Nvidia Blackwell Architecture Speculation

trinibwoy · Aug 26, 2024

Albuquerque said:
They aren't saying it pulls 140W continuously, nor that 140W is the limit everyone uses. THey're saying (and they're correct) the SKU permits limiting the GPU across a range of power, from 35W (I didn't look it up, I'm trusting pcchen on this number) to 140W. The actual power limit profile is determined by the manufacturer of the laptop and programmed into the firmware. This power limit is typically immutable, so the end user can't up the power slider in MSI Afterburner on a laptop as they might on a desktop part.

The new SKU apparently caps that range to 115W, therein lies the "interesting" story apparently.

Hope that clears it up.

Of course it’s not continuous. We’re comparing TGPs. As long as they’re comparing peak to peak there’s no problem. It’s not clear from the article that 115W is the peak TGP for the 5060M though.

Albuquerque · Aug 26, 2024

They're comparing like numbers between SKUs; I'm not sure what part of this is confusing?

trinibwoy · Aug 26, 2024

Albuquerque said:
They're comparing like numbers between SKUs; I'm not sure what part of this is confusing?

There are 2 published numbers for the 4060 mobile. 115W and 140W. Hopefully they’re comparing like numbers.

Albuquerque · Aug 26, 2024

trinibwoy said:
There are 2 published numbers for the 4060 mobile. 115W and 140W. Hopefully they’re comparing like numbers.

Published by who, and where? Can you link us so we can rationally discuss the topic?

pcchen · Aug 26, 2024

You can find NVIDIA's power numbers here:

NVIDIA GeForce RTX 40 Series Family

Compare NVIDIA GeForce RTX 40 Series GPUs.

www.nvidia.com

DegustatoR · Aug 26, 2024

pcchen said:
You can find NVIDIA's power numbers here:

NVIDIA GeForce RTX 40 Series Family

Compare NVIDIA GeForce RTX 40 Series GPUs.

www.nvidia.com

+ 15-25 Watt Dynamic Boost from the CPU
There are 4060/4070 laptops which are marketed with a 140W GPU power limit because of that.
It may of course be that 5060's 115W figure is given without such boost in the rumor above.

Albuquerque · Aug 26, 2024

It appears 140W refers to the 115W TGP configuration plus NVIDIA"s "Dynamic Boost 2.0" which allows up to another 25W, as a function of removing power from the CPU, in cases where chip thermals permit the extra power consumption. Both the configuration of the base SKU (eg 45W, 80W, 115W) plus support for Dynamic Boost 2.0 must both be baked into the laptop firmware to permit this behavior, which is why there are laptops in the wild with "140W" rated 4060's.
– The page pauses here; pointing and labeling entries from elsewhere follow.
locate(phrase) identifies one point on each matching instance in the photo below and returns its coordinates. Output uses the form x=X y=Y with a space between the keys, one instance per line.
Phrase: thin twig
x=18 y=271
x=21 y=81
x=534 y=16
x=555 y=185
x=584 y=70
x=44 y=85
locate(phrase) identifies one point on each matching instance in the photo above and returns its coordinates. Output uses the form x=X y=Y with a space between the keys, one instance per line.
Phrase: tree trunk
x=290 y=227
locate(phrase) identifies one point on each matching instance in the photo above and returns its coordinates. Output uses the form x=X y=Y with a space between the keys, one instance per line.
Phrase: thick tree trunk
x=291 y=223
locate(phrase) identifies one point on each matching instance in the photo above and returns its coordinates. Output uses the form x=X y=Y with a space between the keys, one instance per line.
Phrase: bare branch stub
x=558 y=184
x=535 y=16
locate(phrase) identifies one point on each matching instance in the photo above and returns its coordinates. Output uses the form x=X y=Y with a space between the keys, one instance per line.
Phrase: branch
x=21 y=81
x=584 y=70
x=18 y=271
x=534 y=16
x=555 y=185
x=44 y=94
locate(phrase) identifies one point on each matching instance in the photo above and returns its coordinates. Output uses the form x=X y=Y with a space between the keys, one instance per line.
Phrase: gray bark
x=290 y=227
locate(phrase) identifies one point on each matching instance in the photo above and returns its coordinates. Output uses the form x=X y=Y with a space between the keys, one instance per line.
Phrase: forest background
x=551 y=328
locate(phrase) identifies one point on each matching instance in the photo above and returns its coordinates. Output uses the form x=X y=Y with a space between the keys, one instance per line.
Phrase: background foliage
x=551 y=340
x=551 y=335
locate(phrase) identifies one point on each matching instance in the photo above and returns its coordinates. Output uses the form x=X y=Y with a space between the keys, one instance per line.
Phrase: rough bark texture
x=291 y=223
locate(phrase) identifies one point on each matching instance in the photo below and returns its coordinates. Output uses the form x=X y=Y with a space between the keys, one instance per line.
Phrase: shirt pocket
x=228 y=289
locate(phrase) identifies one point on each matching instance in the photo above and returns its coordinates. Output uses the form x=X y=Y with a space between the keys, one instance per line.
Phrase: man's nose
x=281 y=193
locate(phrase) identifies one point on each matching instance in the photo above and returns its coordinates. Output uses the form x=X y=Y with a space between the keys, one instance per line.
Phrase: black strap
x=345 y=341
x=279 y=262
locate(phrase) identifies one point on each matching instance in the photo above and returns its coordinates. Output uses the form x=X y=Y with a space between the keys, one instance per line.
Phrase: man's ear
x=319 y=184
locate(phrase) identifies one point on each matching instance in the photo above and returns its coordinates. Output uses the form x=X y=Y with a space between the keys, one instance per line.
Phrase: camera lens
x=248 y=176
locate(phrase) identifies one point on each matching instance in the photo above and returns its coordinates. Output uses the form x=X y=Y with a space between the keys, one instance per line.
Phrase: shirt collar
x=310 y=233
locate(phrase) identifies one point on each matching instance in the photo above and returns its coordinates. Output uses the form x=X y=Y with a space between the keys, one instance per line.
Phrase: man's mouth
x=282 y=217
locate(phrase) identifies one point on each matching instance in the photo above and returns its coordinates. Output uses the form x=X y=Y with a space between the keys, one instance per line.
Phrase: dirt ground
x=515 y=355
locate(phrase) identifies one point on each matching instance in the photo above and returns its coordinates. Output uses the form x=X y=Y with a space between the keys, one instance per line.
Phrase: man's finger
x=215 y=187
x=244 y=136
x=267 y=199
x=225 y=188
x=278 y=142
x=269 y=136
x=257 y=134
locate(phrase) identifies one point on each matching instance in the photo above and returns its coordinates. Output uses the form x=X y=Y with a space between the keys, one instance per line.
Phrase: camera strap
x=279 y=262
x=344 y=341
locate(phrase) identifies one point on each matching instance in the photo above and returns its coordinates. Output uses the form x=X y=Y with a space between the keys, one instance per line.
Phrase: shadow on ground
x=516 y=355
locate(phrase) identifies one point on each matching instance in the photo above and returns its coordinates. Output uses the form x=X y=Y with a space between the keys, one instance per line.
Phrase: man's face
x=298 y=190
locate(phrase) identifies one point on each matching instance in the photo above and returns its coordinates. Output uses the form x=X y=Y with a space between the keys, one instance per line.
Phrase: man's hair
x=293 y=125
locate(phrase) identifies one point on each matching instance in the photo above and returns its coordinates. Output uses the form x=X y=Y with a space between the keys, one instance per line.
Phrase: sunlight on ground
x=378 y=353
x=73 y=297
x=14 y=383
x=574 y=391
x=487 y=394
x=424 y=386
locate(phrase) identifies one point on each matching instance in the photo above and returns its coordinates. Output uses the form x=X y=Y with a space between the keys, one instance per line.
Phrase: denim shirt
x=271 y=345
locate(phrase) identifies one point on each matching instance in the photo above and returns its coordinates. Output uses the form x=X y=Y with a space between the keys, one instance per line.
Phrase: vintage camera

EDIT: Totally beaten to the punch by @DegustatoR

trinibwoy · Aug 26, 2024

DegustatoR said:
It may of course be that 5060's 115W figure is given without such boost in the rumor above.

Exactly. Hopefully it’s clear now.

TopSpoiler · Aug 27, 2024

NVIDIA Blackwell Platform at Hot Chips 2024

At Hot Chips 2024, we got another look at the NVIDIA Blackwell platform which will be the company's big AI chip in 2025

www.servethehome.com

Deleted member 2197 · Aug 27, 2024

NVIDIA Deep-Dives Into Blackwell Infrastructure: NV-HBI Used To Fuse Two AI GPUs Together, 5th Gen Tensor Cores, 5th Gen NVLINK & Spectrum-X Detailed

NVIDIA has given a deep dive into its Blackwell AI platform & how it leverages a new high-bandwidth interface to fuse two GPUs together.

wccftech.com

Arun · Aug 27, 2024

The Blackwell Hot Chips presentation was a bit of a nothing burger, very light on details… except…

They confirmed 2x Tensor Core flops per SM *and* higher peak clocks. But the peak flops per die for B200 is nowhere near 2x H100 (it’s obviously >2x when considering both dies).

That very strongly implies there are fewer but bigger SMs, possibly with 256 FP32 FMAs per SM, which might also hint at larger architectural changes overall.

Samwell · Aug 27, 2024

Arun said:
The Blackwell Hot Chips presentation was a bit of a nothing burger, very light on details… except…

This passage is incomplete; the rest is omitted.